February 17, 2012 at 4:44 pm

This week on Off the Charts, we focused on the federal budget and taxes, the economy, unemployment insurance (UI), state budgets and taxes, and health policy.

  • On the federal budget and taxes, we released Robert Greenstein’s statement on the President’s 2013 budget and highlighted our report explaining why one provision in it could lead to bigger cuts in domestic programs and smaller ones in defense programs than those already scheduled.

    Greenstein also showed that Senator Pat Toomey’s tax plan would raise taxes on people making under $200,000, despite his claim to the contrary.

    We updated our analysis of Governor Mitt Romney’s budget proposals, showing that they would require massive cuts in nondefense programs.

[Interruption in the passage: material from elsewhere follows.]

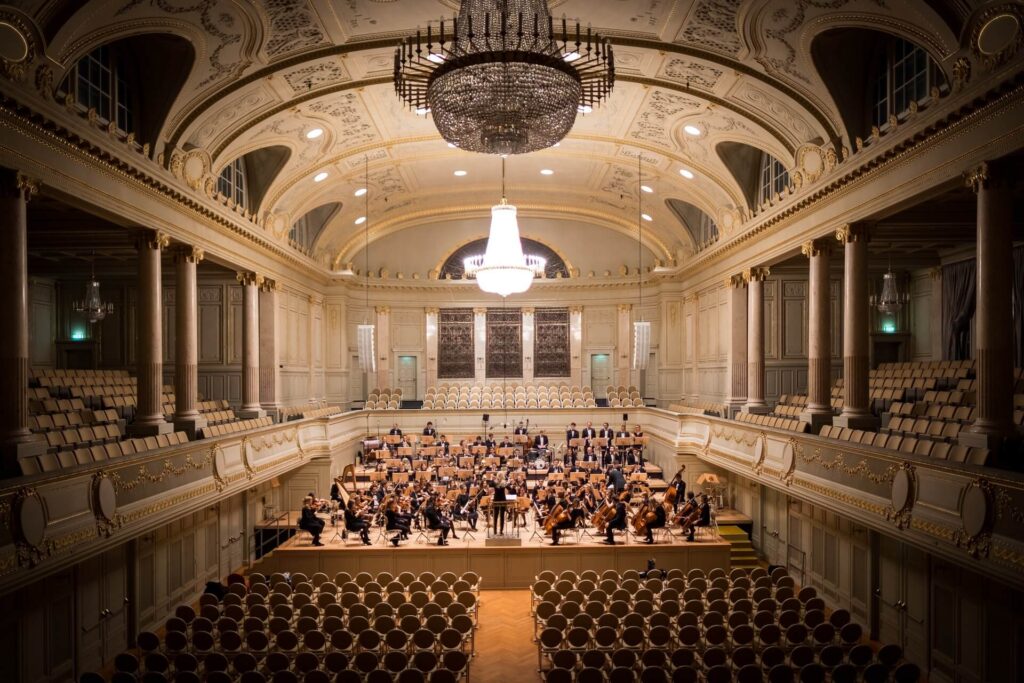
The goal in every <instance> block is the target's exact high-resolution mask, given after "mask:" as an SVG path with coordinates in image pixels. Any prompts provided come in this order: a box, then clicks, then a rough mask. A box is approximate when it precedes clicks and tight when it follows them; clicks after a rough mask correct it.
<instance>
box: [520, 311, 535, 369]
mask: <svg viewBox="0 0 1024 683" xmlns="http://www.w3.org/2000/svg"><path fill="white" fill-rule="evenodd" d="M536 321H537V317H536V315H535V308H534V307H532V306H523V308H522V381H523V382H525V383H526V384H529V383H530V382H532V381H534V340H535V339H537V336H536V335H537V323H536Z"/></svg>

    Richard Kogan explained why discussions of deficit reduction need to take into account the steps that policymakers have already taken in this area.

  • On the economy, Chad Stone noted that, while harsh fiscal austerity in the United Kingdom stunted growth, stimulus measures in the United States helped stabilize the economy.
  • On UI, Chad Stone warned that failure to extend the federal emergency UI program would hurt jobless workers and the economy.

    Hannah Shaw explained that negotiations over continuing the program were the wrong venue for major UI reforms and showed why the resulting agreement was a good deal for the unemployed.

  • On state budgets and taxes, Phil Oliff noted that some governors’ proposals to raise education funding would still leave funding levels well below pre-recession levels, while Michael Leachman pointed out that scheduled cuts in federal education funding will add to schools’ troubles.

    Leachman also listed six reasons why requiring a supermajority vote to raise taxes is a bad idea, and Oliff praised a Maryland proposal to expand the Earned Income Tax Credit to help offset the impact of regressive tax increases.

    Erica Williams cited a new Kansas proposal as evidence that cutting taxes at all costs threatens to weaken a state’s economy.

    Michael Mazerov pointed out the benefits of broadening state sales taxes to cover more services.

  • On health policy, Paul Van de Water discounted arguments for repealing the Affordable Care Act’s excise tax on medical devices like surgical gloves and wheelchairs.

In other news this week, we released a statement on the impact of the President’s 2013 budget on the deficit and a report on the President’s proposal to eliminate separate funding caps for defense and nondefense programs.  We also released reports on state supermajority requirements for tax increases, why Congress should not repeal the excise tax on medical devices, estimating the revenue impact of taxing services, and the agreement to extend federal emergency UI.